Di bidang pendidikanpun juga demikian. Sekolah dan perguruan tinggi selama masa pandemi Covid-19 yang sebelumnya menyelenggarakan proses pembelajaran dengan cara-cara konvensional seperti tatap muka di kelas, kini telah bergeser ke proses pembelajaran dalam jaringan (daring) atau sistem online. Siswa-siswa di sekolah dan mahasiswa di perguruan tinggi diliburkan sementara, diganti dengan belajar di rumah. Begitupula guru dan dosen yang bekerja dari rumah mereka masing-masing. 
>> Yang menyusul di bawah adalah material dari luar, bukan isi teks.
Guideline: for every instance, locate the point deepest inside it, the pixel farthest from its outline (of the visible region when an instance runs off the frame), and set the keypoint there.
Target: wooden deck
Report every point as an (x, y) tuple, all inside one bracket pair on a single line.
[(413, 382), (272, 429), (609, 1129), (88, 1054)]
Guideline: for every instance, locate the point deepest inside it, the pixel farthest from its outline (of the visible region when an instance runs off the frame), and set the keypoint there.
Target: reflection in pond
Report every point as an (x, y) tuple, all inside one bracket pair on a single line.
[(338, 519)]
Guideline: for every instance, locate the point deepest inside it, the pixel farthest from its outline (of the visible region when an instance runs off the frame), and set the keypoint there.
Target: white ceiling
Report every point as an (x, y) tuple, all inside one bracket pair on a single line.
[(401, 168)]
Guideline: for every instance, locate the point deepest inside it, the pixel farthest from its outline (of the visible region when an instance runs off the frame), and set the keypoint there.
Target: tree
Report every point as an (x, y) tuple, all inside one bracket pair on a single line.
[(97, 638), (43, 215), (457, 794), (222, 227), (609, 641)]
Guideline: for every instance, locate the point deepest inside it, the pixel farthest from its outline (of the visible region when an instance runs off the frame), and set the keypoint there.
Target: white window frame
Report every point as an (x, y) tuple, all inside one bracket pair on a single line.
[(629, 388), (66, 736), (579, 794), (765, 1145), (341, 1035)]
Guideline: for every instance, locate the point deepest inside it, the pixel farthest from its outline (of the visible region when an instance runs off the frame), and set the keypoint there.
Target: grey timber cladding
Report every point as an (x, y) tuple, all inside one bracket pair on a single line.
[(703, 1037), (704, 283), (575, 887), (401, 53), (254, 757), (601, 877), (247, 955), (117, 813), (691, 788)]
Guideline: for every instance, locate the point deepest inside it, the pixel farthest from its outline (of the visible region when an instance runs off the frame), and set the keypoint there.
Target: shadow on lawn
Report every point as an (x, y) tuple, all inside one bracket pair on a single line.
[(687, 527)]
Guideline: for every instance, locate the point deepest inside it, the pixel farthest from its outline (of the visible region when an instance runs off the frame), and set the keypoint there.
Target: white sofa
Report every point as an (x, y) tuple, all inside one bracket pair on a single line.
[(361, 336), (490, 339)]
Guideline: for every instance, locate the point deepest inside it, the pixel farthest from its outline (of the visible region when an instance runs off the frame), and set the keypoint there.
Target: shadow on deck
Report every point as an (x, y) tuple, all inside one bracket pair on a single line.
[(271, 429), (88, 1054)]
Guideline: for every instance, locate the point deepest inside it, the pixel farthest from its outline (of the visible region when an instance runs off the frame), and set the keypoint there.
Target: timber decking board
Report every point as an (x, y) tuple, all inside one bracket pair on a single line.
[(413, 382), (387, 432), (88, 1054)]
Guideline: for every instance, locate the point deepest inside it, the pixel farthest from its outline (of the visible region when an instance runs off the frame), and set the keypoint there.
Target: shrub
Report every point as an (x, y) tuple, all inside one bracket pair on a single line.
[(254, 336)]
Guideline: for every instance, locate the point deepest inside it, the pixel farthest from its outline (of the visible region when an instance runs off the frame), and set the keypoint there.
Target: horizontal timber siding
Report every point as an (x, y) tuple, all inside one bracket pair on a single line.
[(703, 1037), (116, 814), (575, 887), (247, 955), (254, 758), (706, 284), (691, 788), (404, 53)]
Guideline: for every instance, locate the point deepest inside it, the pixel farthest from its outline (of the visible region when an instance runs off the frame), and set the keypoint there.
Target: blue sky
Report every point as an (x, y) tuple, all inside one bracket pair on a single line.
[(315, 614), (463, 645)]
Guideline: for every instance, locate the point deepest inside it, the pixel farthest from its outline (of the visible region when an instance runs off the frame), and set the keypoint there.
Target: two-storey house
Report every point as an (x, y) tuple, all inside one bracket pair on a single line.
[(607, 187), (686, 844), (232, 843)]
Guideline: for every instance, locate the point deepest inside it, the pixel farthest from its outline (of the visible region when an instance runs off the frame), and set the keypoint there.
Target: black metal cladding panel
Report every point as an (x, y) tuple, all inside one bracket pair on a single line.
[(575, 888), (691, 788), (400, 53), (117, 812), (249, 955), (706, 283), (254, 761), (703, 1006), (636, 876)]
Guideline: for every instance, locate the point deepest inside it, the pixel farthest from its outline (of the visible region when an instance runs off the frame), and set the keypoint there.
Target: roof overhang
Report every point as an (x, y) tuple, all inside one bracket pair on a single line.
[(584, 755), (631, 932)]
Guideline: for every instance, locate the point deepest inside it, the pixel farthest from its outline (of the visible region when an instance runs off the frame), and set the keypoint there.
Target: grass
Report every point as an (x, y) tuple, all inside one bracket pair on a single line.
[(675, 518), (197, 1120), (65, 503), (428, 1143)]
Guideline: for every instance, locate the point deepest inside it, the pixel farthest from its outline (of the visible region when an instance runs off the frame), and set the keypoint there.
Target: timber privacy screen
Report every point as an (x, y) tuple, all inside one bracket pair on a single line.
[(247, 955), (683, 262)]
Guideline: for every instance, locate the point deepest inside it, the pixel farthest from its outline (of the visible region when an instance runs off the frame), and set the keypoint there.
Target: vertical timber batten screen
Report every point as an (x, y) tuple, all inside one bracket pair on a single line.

Ditengah pandemi covid 19 ini banyak pula industri yang terhenti. Satu sisi ini positif, pencemaran terhadap lingkungan berkurang, kualitas air, udara dan tanah menjadi meningkat kualitasnya. Daya dukung lingkungan kembali pulih. Ini bukannya tanpa data. Sejumlah peneliti telah melaporkan bagaimana lapisan ozon yang berada di atas benua antartika saat ini mengalami pemulihan yang signifikan. Sisi negatif dari berhentinya dunia industri pun ada, seperti meningkatnya jumlah pengangguran akibat pemutusan hubungan kerja (PHK). Nasib yang sama juga dialami pedagang kaki lima, supir angkot, ojek online, dan semacamnya.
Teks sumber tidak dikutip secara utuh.